How to Calculate Concrete Needed To Pour a Slab

An accurate determination of the amount of concrete you need to pour a slab is crucial -- you don't want a concrete company truck to arrive with less than you need, and you don't want to load more bags of ready-mix than necessary onto your truck. Measuring your slab is simple enough, but converting the measurements to the units necessary for ordering concrete can be confusing.

Common Units

When ordering concrete for a large project, such as the slab for a new garage, you need to quote the amount you need in cubic yards. For smaller projects, such as the floor for a garden shed, cubic feet is a more appropriate unit. If you're buying the concrete in bags, neither of these units is as relevant as the number of bags you need, and that depends on whether you're buying 80-, 60- or 40-pound bags. A simple conversion table comes in handy:

  • 1 cubic yard equals 27 cubic feet, which equals 46,656 cubic inches.
  • One 80-pound bag of concrete mix makes 0.6 cubic feet of concrete.
  • One 60-pound bag makes 0.45 cubic feet.
  • One 40-pound bag makes 0.3 cubic feet.

Measuring the Slab

To calculate the volume of concrete you need, you must measure the surface area of the slab and multiply this by the thickness of the slab. You usually measure the length and width of the slab in feet, thus giving you a value for area in square feet when you multiply them, but you usually measure thickness in inches. In most cases, it's best to convert the thickness measurement to feet to get the volume in cubic feet, which makes it easy to calculate the number of yards you need -- if it's a big project -- or the number of bags, if it's a small one.

Sample Calculation

A large slab for a building foundation may be 60 feet long, 40 feet wide, and have a thickness of 6 inches.

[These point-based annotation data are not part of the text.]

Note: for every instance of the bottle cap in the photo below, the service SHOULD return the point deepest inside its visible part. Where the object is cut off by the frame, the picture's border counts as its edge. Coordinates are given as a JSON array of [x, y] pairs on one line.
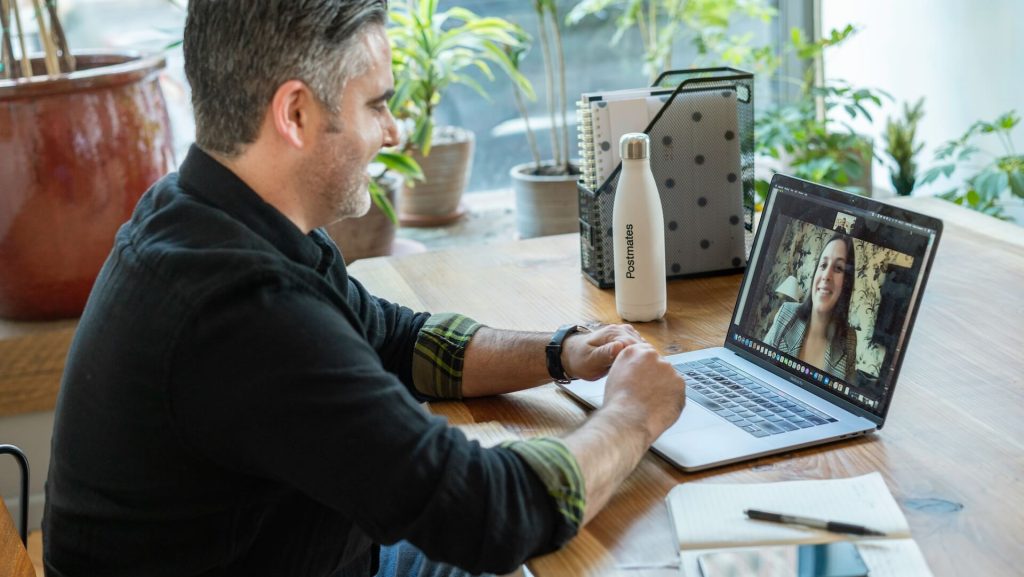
[[634, 146]]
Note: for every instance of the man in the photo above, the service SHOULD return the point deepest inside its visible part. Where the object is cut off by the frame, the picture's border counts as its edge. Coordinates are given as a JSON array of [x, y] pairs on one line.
[[235, 404]]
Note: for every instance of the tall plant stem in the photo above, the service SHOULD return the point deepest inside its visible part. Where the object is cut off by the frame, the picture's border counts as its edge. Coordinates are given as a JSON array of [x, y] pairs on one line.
[[59, 37], [562, 92], [49, 49], [8, 49], [549, 74], [27, 71]]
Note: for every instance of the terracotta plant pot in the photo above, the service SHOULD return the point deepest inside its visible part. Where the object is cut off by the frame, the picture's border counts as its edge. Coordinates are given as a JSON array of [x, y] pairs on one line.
[[76, 153], [546, 203], [372, 235], [436, 200]]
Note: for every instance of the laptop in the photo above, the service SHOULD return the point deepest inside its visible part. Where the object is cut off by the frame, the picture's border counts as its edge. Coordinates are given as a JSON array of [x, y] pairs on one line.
[[776, 384]]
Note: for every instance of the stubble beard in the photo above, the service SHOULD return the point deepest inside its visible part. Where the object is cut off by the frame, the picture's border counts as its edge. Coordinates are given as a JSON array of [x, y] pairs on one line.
[[342, 183]]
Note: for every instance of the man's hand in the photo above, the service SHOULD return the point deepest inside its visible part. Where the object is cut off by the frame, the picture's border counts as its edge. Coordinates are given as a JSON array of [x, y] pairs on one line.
[[643, 397], [645, 389], [589, 356]]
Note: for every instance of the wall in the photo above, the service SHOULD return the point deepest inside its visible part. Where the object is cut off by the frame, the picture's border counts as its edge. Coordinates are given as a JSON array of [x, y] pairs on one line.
[[966, 57]]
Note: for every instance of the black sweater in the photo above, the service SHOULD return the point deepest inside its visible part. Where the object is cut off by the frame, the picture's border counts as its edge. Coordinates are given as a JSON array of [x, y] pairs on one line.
[[235, 404]]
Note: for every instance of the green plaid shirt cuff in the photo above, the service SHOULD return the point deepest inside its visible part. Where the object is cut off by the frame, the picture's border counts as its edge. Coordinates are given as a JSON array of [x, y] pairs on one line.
[[439, 354], [559, 471]]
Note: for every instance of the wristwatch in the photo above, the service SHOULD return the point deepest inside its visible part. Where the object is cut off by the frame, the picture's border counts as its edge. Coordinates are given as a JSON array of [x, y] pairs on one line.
[[554, 352]]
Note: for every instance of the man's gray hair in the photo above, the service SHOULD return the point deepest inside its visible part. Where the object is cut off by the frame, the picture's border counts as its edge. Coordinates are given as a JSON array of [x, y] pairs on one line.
[[239, 52]]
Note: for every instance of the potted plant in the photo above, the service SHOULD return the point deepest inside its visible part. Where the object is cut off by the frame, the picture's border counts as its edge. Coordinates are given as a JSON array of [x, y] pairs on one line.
[[432, 51], [807, 138], [546, 198], [994, 186], [902, 148], [84, 134]]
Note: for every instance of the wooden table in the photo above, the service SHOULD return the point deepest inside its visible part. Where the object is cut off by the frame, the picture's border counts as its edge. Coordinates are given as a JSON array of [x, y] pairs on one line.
[[952, 449]]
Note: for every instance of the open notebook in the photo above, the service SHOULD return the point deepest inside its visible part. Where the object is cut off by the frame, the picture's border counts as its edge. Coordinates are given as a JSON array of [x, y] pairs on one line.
[[709, 517]]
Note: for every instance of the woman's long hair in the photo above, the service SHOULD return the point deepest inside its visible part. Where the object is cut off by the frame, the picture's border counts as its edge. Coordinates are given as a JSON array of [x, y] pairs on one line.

The area of the slab is 60 feet x 40 feet = 2,400 square feet. Converting the thickness measurement to 0.5 feet and multiplying the area by this yields a volume of 1,200 cubic feet.

This is a large project, so it's best to have the concrete delivered by a truck. Applying the proper conversion factor, you'll need to order 44.5 cubic yards. You wouldn't want to transport the concrete yourself, because you would need 2,000 80-pound bags.